I don't think these things need to be extremely accurate. If there is a lot of work for plumbers and little for physicists then some of them will make the jump. If the average person is unemployed for 3 months every 3 years that's 8.3% unemployment. But, while 2 weeks every 6 months is not that bad 1 year every 12 is a killer.
My point is simply that a light hand is probably better, but avoiding acting when things are getting really bad is a horrible idea.
> My point is simply that a light hand is probably better, but avoiding acting when things are getting really bad is a horrible idea.
Govt doesn't do "light hand". Moreover, doing the wrong thing is worse than doing nothing. The US govt is still trying to protect textile jobs in the Carolinas. (It would be mean to point out the mess that is govt efforts wrt the auto industry.)
When proposing/supporting regulation, it's poor form to assume that it will be done "correctly" by "the right people". Instead, you should assume what we actually observe - that it will be done badly, if not maliciously, by incompetents.
If you want to assume "correctly by the right people", make an existing govt system IN THE US work that way.
You're assuming (1) "a light hand" is a stable situation and (2) that the folks doing the acting will do
I am suggesting a light hand is a better approach than what we have been doing.

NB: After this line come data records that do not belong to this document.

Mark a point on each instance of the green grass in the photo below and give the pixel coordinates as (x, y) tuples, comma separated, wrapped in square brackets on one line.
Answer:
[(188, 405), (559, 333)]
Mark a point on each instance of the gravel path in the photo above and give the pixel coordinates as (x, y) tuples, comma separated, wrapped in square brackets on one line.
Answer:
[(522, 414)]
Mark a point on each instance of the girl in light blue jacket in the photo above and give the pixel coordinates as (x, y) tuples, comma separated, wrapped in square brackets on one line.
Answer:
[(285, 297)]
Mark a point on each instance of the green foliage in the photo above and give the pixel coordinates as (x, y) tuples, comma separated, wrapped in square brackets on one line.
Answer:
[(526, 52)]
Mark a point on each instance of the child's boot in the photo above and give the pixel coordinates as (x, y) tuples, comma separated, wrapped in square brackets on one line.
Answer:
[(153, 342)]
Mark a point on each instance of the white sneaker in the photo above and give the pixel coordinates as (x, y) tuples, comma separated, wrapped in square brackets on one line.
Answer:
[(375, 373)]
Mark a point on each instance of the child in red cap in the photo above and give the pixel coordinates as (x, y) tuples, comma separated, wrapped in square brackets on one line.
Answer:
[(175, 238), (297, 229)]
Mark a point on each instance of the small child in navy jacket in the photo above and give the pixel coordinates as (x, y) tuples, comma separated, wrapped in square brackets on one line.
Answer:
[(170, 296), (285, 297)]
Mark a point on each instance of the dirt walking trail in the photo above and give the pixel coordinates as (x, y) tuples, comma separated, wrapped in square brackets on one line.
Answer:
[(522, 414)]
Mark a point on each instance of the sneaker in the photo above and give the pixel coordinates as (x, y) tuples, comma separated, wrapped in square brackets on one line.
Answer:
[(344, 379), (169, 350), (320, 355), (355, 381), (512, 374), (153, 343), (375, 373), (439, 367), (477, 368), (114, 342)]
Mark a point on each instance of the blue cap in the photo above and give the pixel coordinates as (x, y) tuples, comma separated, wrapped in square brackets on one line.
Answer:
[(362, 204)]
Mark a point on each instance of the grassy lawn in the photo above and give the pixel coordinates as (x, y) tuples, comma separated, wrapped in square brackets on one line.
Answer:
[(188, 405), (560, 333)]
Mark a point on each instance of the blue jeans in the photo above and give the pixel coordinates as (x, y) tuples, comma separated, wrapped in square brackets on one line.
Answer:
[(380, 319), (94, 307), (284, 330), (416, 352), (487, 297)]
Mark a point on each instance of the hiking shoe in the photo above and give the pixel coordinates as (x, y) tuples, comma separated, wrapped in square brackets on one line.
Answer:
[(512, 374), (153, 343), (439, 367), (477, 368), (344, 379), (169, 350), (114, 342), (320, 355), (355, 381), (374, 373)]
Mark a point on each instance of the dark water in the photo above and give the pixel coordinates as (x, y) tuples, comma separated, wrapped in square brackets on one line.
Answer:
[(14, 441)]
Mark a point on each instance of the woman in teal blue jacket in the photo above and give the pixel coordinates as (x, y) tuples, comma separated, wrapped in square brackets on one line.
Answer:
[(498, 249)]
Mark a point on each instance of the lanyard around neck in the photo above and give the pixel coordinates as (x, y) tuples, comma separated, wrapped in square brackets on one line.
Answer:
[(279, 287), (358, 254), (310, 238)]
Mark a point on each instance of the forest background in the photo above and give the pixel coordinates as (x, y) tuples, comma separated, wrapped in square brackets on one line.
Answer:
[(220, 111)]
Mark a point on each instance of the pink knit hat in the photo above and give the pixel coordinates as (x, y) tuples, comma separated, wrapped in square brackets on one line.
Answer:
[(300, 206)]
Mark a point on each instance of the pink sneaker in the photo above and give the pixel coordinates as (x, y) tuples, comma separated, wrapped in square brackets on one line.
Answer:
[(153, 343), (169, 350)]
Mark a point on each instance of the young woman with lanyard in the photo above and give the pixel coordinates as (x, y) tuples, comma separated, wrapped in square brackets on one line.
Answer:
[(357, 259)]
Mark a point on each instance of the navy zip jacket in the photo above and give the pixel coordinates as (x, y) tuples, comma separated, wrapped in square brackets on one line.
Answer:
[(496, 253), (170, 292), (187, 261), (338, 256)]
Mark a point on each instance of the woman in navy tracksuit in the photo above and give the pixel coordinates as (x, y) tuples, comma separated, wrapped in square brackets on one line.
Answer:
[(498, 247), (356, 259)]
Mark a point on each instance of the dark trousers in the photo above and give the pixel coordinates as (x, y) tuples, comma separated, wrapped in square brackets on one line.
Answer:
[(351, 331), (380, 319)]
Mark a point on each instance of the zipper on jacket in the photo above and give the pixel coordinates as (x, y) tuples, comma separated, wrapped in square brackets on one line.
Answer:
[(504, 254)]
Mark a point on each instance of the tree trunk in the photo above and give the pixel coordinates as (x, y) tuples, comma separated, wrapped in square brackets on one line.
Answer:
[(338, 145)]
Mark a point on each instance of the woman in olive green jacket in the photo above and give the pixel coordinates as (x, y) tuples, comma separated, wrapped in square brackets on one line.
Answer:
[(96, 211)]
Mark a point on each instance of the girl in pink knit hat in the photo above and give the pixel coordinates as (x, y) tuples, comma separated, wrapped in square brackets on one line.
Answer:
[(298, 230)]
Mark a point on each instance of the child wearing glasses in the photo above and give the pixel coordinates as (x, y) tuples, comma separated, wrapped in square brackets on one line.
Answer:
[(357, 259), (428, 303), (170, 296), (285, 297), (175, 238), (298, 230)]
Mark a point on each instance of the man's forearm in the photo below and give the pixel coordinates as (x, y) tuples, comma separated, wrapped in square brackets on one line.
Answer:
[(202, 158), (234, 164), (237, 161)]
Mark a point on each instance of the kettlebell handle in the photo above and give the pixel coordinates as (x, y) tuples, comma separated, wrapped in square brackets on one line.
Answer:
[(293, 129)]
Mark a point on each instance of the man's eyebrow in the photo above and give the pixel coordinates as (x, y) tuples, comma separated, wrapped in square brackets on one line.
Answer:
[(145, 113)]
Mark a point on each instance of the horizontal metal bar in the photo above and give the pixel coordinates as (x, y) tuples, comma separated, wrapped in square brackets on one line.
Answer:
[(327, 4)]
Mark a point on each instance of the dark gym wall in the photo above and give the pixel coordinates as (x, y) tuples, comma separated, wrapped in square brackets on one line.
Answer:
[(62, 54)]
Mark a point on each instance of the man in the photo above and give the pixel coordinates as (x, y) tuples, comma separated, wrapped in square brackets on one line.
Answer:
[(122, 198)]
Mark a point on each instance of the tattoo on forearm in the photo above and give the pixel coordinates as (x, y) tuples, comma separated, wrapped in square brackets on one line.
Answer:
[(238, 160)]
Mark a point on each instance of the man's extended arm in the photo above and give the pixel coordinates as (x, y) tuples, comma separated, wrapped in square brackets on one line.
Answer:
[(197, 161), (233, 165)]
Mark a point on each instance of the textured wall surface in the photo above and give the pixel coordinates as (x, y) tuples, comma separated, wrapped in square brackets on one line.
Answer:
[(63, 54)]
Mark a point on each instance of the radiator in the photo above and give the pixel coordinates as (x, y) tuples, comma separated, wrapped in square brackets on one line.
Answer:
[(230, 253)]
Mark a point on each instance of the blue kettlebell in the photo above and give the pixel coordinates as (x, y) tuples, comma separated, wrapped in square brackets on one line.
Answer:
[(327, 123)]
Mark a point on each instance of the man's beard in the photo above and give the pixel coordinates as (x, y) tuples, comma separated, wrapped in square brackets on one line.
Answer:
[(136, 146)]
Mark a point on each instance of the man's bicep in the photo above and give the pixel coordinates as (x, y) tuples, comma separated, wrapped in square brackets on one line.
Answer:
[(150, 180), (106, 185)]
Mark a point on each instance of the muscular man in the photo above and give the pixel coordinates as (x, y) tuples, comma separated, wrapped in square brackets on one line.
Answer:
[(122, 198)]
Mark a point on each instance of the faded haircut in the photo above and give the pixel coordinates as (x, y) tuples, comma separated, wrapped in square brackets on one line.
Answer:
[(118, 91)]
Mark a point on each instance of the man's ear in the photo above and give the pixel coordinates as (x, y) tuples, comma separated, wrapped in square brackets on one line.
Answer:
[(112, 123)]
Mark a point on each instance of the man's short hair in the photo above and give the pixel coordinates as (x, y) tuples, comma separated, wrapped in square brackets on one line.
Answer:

IMO, it is much harder to try and get the government to do nothing about the economy than to get the government to take it easy.
Example of the government using a "light hand" the borders. Food safety inspections. Most pollution controls.
There are plenty of areas where the government's approach is to wait for problems and then step in. The millions of illegal immigrants in the US is not really a hard problem to stop from an enforcement standpoint, but in this case the government seems to focus on the appearance of doing stuff vs actually doing stuff.
Keynes is overused much like prescription antibiotics.
"Prescribing Keynesianism to some politicians is like prescribing crack to a coke addict. In the 1970s, the patient hit rock bottom. The U.S. had high unemployment, and the Keynesian solution stopped working. The national government spent and spent, but unemployment only got worse. Then came inflation, something Keynesians had no answer for."
The problem is we have been borrowing and spending like crazy both publicly and privately. We've had the accelerator pushed to the floor, how do we go faster now?
Keynes (again as I remember) recommended these fixes for short term problems. Our problem is systematic over spending.
Obama et al. are prescribing aspirin because they believe the patient has a hangover, when the country really needs chemotherapy for debt cancer.
The bad debt that has accumulated needs to be accounted for, losses have to be taken, companies need to go into bankruptcy (which is often reorganization, not necessarily going out of business.)
We can't "cheat" our way out of this with Keynes.